Elizabeth was a Spanish princess who was given in marriage to King Denis of Portugal at the age of twelve. She was very beautiful and very lovable. She was also very devout, and went to Mass every day. Elizabeth was a holy wife, but although her husband was fond of her at first, he soon began to cause her great suffering. Though a good ruler, he did not imitate his wife's love of prayer and other virtues. In fact, his sins of impurity gave great scandle to the people.

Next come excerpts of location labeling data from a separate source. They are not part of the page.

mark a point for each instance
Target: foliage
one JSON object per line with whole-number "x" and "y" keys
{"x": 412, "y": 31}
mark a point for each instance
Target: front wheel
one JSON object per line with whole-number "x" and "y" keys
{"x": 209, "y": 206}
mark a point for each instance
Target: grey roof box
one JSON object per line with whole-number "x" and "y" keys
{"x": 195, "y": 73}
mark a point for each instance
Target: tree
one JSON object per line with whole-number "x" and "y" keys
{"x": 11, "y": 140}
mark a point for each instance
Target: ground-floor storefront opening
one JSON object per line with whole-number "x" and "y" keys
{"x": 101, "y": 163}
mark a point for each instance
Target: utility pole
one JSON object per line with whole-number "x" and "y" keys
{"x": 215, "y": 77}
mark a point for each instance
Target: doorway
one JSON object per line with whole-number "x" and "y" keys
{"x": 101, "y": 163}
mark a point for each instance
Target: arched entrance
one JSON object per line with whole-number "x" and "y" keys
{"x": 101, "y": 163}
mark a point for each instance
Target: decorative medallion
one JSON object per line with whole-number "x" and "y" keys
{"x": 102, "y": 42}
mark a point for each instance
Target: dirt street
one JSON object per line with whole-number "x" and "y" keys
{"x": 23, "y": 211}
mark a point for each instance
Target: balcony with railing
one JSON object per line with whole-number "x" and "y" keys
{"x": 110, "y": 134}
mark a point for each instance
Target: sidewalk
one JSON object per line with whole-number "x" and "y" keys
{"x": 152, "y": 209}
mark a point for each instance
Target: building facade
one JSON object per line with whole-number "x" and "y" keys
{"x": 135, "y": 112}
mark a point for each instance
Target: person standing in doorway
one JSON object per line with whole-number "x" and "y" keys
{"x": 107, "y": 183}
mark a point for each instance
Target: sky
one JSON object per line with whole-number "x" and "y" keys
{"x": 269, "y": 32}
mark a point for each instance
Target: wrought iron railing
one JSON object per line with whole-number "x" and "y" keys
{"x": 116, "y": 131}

Later, to make matters worse, the King believed a lie told about Elizabeth and one of her pages by another page, who was jealous of his companion. In great anger the King ordered the one he believed guilty, to be sent to a lime-burner. The lime-burner was commanded to throw into his furnace the first page who came. The good page set out obediently, not knowing death was waiting for him. On his way he stopped for Mass, since he had the habit of going daily. The first Mass had begun, so he stayed for a second one. In the meantime, the King sent the wicked page to the lime-burner to find out if the other had been killed. And so it was this page who was thrown into the furnace! When the King learned what had happened, he realized that God had saved the good page, punished the liar, and proven Queen Elizabeth to be innocent.

This amazing event helped greatly to make the King live better. He apologized to his wife in front of everyone and began to have a great respect for her. In his last sickness, she never left his side, except for Mass, until he died a holy death. St. Elizabeth lived for eleven more years, doing even greater charity and penance. She was a wonderful model of kindness toward the poor and a successful peacemaker between members of her own family and between nations.

Because St. Elizabeth was faithful to daily Mass, she found strength to carry her many great crosses. And because her page was faithful to daily Mass, he escaped death. We should try our best to make it a habit to go to Mass daily.